While California's onslaught of rain, wind, and mountain snow abated, toppled power lines from Tuesday's storm left more than 92,000 homes and businesses without power as of Wednesday afternoon, and persistent floodwaters forced 14,000 people to evacuate.
According to California Office of Emergency Services spokesperson Diana Crofts-Pelayo, about 48,000 additional California residents have been told to be prepared to evacuate to higher land if rain-swollen streams exceed their banks or storm-damaged levees break.
Most mandatory evacuation orders, affecting over 12,000 people, were issued in Tulare County, a flood-ravaged region in the San Joaquin Valley where previous levee collapses have submerged numerous villages with high water.
The storm resulted from another in a recent series of "atmospheric rivers," which are enormous airborne currents of thick water vapour pushed aloft from the ocean and pouring overland during heavy rainfall and snowfall.
It was the eleventh storm to strike the West Coast since late December, the most recent one notable for the high gusts that accompanied the precipitation and, in some locations, caused the most destruction.
Tuesday, trees brought down by heavy winds in the Bay Area of California claimed the lives of five people: two in San Francisco, one in Oakland, and one each in Contra Costa County and San Mateo County, according to reports from local officials and media outlets.
At least two victims perished in their automobiles, while another was crushed in a tent.
More than twenty additional storm-related fatalities have been recorded in California this winter due to earlier harsh weather.
After weeks of rain, uprooted trees susceptible to the gale-force winds that raged over the state were common in the Bay area.
According to city officials, early reports totalled more than 700 fallen trees and large branches in San Francisco and pieces of smashed glass and other debris being blown off high-rise towers.
In the Los Angeles suburb of Montebello, a rare tornado spawned by the storm early Wednesday morning severely damaged nearly a dozen buildings and several vehicles and left one person with minor injuries, according to the National Weather Service and local authorities, as reported by the Los Angeles City News Service.
According to CNS, the Los Angeles region saw some of the most significant rainfall from the recent storm.
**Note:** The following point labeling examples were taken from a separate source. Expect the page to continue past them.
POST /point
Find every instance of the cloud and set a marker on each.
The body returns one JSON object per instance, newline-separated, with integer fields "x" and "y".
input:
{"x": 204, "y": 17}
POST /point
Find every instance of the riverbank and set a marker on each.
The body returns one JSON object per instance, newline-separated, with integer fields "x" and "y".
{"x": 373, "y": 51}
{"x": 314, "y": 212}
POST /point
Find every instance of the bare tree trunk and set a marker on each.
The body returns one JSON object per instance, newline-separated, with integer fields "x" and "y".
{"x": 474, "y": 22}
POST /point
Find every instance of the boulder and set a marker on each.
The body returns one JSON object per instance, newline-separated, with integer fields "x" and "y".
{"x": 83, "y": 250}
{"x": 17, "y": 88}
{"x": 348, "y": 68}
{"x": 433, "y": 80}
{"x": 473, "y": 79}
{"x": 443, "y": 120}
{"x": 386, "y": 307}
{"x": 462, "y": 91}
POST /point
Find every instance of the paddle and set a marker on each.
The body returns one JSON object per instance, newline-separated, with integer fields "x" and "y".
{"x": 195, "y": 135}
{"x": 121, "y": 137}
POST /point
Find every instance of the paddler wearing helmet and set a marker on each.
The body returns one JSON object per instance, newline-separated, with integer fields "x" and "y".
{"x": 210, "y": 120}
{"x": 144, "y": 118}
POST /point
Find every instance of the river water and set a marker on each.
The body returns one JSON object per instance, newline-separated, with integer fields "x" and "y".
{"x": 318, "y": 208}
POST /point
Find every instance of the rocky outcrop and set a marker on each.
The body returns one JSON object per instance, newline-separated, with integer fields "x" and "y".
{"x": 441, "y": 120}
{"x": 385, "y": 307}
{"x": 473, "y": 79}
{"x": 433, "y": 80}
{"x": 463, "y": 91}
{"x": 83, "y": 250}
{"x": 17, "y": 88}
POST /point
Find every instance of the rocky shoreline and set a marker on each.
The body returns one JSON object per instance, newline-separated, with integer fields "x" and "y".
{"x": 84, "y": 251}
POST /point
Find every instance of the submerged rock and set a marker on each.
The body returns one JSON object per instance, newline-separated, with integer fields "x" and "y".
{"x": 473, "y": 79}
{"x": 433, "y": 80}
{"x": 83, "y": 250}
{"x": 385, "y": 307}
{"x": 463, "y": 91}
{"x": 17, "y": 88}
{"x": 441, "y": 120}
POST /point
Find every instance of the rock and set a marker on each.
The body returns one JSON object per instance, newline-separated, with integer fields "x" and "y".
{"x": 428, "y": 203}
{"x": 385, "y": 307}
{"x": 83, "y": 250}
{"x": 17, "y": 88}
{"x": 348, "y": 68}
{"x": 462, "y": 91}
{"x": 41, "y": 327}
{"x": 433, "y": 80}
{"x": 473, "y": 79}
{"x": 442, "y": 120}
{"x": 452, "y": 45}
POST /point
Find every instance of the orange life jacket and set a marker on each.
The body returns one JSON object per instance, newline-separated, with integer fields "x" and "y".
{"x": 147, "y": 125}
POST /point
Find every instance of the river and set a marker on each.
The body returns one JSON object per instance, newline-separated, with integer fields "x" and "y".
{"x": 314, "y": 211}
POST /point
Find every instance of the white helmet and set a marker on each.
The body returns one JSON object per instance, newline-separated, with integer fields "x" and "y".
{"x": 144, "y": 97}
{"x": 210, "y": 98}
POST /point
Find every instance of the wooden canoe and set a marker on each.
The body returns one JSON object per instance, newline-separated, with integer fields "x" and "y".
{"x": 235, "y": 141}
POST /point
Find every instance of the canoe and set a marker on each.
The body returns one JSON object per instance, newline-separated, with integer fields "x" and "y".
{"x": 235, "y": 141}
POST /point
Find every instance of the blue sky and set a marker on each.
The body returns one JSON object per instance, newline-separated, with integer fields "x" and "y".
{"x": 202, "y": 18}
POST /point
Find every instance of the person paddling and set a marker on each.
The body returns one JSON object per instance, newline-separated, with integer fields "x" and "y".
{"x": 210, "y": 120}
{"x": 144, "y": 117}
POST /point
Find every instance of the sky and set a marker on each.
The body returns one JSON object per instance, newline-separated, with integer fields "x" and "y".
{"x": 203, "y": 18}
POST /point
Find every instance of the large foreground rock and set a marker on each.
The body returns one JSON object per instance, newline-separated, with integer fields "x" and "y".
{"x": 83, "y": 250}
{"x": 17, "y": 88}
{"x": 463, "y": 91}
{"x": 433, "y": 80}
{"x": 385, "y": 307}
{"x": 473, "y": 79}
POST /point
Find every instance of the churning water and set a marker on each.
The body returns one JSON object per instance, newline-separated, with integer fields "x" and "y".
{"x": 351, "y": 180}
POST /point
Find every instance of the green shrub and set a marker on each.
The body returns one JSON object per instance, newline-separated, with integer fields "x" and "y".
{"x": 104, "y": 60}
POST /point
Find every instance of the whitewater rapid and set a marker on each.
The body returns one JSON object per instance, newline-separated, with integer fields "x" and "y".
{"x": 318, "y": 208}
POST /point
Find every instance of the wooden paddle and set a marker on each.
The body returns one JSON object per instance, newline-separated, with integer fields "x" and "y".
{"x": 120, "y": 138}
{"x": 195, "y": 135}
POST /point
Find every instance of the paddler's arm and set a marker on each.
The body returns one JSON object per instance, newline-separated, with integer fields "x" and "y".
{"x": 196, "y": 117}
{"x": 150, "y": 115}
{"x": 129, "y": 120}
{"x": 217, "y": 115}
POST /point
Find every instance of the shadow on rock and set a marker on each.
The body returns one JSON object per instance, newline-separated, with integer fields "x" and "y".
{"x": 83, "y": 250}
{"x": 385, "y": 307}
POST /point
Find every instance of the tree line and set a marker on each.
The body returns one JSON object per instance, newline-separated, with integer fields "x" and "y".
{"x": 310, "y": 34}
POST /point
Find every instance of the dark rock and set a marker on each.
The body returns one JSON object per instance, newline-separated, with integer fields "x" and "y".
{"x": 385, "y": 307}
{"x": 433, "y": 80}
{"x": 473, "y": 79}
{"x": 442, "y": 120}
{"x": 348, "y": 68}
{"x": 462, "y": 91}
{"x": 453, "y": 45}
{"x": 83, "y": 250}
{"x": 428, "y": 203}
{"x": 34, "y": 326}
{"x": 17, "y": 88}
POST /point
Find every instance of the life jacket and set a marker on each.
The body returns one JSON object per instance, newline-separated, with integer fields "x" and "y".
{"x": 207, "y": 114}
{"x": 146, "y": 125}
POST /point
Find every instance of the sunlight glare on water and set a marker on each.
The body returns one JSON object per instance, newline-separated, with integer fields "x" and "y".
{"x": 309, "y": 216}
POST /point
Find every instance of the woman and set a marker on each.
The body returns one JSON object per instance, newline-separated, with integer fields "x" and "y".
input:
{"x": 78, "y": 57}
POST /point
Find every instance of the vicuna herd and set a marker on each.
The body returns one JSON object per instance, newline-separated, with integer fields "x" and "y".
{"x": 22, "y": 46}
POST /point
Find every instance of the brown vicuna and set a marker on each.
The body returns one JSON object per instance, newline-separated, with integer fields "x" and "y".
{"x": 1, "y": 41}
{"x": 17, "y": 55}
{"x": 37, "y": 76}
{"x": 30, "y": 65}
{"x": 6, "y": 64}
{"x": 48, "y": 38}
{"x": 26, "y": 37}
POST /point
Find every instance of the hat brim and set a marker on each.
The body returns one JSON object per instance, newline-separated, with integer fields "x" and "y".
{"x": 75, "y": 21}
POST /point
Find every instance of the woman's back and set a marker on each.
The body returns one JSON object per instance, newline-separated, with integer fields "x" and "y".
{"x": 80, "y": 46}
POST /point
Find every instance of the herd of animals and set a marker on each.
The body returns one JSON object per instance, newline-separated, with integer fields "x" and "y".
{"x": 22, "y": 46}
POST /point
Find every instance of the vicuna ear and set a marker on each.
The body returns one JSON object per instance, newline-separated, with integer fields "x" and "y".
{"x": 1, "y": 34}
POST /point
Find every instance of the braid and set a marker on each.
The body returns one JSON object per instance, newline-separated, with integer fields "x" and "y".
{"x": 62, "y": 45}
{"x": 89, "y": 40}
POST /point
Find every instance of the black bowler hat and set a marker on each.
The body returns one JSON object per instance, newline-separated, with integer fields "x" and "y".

Records for the date were set in downtown L.A., suburban Burbank, and neighbouring Long Beach, which received well over an inch of rain on Tuesday.
In higher elevations, the storm caused considerable snowfall. The weather service predicted total snowfall accumulations of up to 4 feet (1.22 meters) and locally up to 5 feet.
The unusually wet winter in California delivered a sudden reversal of fortune for a state plagued by drought and wildfires in recent years - a swing in weather extremes that experts say indicates human-caused climate change.
The abundance of precipitation has restored severely depleted reservoirs and the state's alpine snowpack.
While rain, snow, and winds abated throughout California on Wednesday, the storm front advanced eastward across portions of Nevada, Arizona, Colorado, New Mexico, and Utah, according to the National Weather Service.